I’ve long railed against both oils and have only conceded that perhaps the best solution for now, is to compromise and keep what little patches of ancient forests we can and hope that the worst won’t come in my lifetime.
check out the Anthrotect REDD project in Columbia – the Choco Darien Conservation corridor, or the Kasigua REDD project in Kenya – these are CCB validated projects through field based assessment re biodiversity, community impact and empowering local/indigenous communities. Then come up with a better idea, if you have one. I doubt it.
Adam, thanks for the leads, will certainly check them out. As I said, REDD is the only solution right now and has to work.
@Robert Hii
But again, how can we make it work if REDD is not tackling drivers of deforestation? REDD is not working on the following:
1. Stop emissions from energy and industrial sectors which are above deforestation as big emitters.
2. Stop promoting REDD as an offsetting scheme.

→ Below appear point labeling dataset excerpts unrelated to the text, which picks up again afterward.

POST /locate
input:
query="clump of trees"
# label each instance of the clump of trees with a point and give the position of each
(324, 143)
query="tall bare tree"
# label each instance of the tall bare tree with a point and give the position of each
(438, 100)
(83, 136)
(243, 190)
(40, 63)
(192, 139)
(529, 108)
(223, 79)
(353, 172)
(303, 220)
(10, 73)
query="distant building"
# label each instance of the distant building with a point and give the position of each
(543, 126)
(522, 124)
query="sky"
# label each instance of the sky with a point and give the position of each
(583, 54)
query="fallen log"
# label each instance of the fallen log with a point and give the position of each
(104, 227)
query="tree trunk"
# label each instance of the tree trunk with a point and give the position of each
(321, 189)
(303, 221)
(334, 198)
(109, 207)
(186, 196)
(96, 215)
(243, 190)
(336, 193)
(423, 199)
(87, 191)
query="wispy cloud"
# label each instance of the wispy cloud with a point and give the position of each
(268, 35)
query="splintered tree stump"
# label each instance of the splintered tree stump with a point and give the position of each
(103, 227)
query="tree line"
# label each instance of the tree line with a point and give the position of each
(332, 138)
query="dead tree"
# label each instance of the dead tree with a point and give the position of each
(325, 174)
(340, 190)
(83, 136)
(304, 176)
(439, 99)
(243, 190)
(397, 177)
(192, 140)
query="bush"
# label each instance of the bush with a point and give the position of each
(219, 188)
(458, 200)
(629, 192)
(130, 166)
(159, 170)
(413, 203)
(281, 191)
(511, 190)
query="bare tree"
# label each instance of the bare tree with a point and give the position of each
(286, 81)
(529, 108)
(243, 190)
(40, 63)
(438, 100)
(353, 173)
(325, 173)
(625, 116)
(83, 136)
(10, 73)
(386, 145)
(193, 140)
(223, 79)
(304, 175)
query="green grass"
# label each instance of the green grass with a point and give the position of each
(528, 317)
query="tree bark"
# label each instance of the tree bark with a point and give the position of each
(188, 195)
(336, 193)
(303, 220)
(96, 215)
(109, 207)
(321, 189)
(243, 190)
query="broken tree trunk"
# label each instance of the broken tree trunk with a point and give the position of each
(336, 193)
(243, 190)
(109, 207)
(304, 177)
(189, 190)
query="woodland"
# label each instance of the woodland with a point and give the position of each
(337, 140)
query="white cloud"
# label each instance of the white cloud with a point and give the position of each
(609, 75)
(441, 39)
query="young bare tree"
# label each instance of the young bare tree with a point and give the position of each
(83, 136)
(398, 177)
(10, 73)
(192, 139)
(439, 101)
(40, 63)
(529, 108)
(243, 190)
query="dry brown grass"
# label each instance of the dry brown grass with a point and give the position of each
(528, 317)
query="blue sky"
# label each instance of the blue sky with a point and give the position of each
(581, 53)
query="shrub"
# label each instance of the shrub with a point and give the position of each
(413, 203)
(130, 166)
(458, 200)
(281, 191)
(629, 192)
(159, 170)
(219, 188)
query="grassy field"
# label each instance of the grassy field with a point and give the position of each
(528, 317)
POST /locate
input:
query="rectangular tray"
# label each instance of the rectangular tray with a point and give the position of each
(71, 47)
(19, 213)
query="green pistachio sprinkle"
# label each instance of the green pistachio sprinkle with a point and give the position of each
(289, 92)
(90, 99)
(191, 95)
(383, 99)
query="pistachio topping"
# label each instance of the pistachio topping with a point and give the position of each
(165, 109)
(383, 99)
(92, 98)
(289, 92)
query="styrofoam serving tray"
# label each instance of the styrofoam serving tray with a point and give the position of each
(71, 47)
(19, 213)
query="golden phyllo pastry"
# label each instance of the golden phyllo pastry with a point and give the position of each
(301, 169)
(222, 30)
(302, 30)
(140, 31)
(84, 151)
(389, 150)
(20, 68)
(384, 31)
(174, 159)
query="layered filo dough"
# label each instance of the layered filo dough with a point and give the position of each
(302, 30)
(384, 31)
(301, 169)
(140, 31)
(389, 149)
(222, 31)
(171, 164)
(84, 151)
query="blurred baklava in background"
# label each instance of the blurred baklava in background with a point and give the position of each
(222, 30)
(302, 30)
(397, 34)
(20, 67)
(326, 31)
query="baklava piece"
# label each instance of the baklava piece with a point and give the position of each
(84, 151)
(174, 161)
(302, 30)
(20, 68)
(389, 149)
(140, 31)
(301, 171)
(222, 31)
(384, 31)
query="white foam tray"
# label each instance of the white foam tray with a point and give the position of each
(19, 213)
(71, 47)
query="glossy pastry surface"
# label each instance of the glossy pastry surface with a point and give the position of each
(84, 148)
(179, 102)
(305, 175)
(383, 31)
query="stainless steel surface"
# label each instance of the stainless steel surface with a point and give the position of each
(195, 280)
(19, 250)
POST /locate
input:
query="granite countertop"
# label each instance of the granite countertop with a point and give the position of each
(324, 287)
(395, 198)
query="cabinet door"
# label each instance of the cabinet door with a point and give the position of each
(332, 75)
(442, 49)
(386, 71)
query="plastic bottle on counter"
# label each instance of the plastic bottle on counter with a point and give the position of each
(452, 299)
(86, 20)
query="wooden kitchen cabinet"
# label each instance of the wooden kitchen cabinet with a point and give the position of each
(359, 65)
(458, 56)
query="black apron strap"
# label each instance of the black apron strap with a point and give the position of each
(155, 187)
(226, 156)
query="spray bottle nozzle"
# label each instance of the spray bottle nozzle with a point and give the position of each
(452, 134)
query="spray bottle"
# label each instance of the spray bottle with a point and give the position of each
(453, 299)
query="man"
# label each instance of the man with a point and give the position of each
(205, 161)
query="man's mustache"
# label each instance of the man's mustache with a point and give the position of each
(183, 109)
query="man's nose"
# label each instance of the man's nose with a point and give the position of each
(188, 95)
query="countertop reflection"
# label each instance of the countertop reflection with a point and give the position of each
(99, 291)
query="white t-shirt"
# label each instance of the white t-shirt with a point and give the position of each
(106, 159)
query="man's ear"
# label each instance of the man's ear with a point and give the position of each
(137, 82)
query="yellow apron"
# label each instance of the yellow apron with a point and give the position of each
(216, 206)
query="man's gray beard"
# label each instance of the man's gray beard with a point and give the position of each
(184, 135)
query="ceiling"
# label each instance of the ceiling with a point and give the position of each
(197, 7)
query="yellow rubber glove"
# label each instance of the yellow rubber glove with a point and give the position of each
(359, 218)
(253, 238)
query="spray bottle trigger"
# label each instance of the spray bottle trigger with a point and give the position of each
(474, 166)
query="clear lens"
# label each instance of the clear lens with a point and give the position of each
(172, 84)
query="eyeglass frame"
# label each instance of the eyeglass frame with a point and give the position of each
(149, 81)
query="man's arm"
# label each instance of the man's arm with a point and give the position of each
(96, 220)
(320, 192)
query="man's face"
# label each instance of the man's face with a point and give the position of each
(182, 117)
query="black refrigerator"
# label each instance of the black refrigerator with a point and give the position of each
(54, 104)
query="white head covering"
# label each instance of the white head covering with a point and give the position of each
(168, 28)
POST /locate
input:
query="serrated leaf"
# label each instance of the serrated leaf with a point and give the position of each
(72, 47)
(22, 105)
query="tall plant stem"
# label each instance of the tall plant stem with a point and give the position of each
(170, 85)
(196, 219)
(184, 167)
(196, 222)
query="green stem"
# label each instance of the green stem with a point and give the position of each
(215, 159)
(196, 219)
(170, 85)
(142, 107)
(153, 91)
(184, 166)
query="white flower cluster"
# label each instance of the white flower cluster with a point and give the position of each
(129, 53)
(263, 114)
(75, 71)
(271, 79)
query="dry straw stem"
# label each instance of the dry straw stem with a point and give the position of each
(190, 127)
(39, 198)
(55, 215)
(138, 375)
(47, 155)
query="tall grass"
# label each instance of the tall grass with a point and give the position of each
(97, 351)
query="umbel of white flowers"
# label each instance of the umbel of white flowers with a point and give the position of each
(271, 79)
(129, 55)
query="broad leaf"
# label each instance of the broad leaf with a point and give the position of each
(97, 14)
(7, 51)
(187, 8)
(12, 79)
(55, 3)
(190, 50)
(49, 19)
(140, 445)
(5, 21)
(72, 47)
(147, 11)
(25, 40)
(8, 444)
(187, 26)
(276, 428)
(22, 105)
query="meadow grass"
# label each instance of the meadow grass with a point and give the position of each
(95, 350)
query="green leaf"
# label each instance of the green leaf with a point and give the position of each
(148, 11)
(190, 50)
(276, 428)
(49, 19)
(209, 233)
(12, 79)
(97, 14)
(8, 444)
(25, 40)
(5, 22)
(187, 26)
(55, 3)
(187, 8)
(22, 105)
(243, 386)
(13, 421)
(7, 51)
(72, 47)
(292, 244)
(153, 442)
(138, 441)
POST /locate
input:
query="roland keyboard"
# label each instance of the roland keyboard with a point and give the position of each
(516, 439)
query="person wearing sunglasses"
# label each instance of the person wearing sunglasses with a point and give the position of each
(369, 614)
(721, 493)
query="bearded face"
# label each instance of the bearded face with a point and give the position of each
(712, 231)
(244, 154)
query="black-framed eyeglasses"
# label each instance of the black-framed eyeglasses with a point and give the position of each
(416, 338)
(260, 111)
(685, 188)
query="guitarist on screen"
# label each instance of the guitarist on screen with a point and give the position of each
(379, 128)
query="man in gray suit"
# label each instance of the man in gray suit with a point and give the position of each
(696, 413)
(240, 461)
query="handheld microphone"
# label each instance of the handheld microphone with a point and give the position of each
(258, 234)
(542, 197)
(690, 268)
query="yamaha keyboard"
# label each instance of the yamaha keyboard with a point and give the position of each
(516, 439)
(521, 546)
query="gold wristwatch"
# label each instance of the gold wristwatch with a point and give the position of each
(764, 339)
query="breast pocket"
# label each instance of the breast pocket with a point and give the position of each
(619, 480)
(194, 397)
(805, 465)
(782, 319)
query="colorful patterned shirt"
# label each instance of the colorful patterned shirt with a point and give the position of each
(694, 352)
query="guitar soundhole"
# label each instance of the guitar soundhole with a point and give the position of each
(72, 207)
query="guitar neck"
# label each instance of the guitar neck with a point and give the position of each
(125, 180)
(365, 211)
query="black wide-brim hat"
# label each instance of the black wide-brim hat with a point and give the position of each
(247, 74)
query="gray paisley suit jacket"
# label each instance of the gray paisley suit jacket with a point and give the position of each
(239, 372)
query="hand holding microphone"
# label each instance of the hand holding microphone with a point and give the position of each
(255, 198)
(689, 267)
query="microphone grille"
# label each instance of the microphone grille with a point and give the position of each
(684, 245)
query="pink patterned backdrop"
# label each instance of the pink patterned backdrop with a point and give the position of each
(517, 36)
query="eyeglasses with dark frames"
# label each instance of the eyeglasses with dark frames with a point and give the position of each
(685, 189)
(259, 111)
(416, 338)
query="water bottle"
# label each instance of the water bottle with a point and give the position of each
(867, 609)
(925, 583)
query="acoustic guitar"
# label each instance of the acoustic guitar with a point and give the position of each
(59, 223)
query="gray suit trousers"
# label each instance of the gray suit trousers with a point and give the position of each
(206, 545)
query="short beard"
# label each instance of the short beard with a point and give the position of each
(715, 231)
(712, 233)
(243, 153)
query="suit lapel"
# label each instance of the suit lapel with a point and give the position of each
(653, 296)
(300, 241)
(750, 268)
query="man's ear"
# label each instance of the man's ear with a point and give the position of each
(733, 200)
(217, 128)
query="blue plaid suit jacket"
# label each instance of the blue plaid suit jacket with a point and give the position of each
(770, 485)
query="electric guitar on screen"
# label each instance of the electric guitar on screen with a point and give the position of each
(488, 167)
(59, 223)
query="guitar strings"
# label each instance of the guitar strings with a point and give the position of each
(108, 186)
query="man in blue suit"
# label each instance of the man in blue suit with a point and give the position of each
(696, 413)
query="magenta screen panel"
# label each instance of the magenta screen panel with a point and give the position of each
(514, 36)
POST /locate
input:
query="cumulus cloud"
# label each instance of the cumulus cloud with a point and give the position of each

3. Tackling drivers of deforestation: for example in Mexico there is an increasing pressure on forests from drug dealers and there is a lot of corruption as well.
The video makes some good points, but by unbalanced painting with a broad brush it serves to present an uninformed audience with disinformation does not do justice to the issue. The audience needs to be told that there are areas that can and will gain from REDD, and that the video’s viewpoint cannot be applied locally in all situations. Almost all forests outside of protected areas are gone from northern Guatemala, for example, and the causes of this are complex, mostly related to internal human migration, settler needs to create cash & food crops, and the rush for land speculation (with the need to do something on that land while it is appreciating). Yes, most of the nonforest land there now is used by ranchers, some of whose products are sold outside of Guatemala, and palm and soy plantations have been “pushing” people off of their lands to grow more. Yet the best remaining forested areas to develop REDD in this vast region are in the “protected areas” to the north sought for corn and cattle production, and REDD can serve well to provide funding for better vigilance to remove large ranchers and urge forest dweller to use already deforested lands. Without REDD and/or other mechanisms that allow local peoples and facilitating organizations to increase command and control, these forests of jaguars, monkeys, butterflies, and birds will be decimated like the others to the south.
Some well crafted answers, but to add to this comment, REDD is not ‘the’ mechanism to halt climate change it is one of a number of emerging strategies. It is not designed to halt emission from the industry and transport, that is being considered through legislation and ongoing technological development..As for the drug dealers…not my field of expertise! REDD provides excellent opportunities in the correct context, last weekend I signed 2 20 year carbon contracts, the first of there kind in Tanzania and the people who I work with, many of which cannot read and write get it!
Check out Anthrotect.com – how to use REDD properly, hopefully they will do many more of these projects to ensure that local communities thrive AND make money from saving their forests.
Thanks Sasha
Will pass this interesting concept onto an NGO in Sumatra that is desperately trying to save a protected forest there.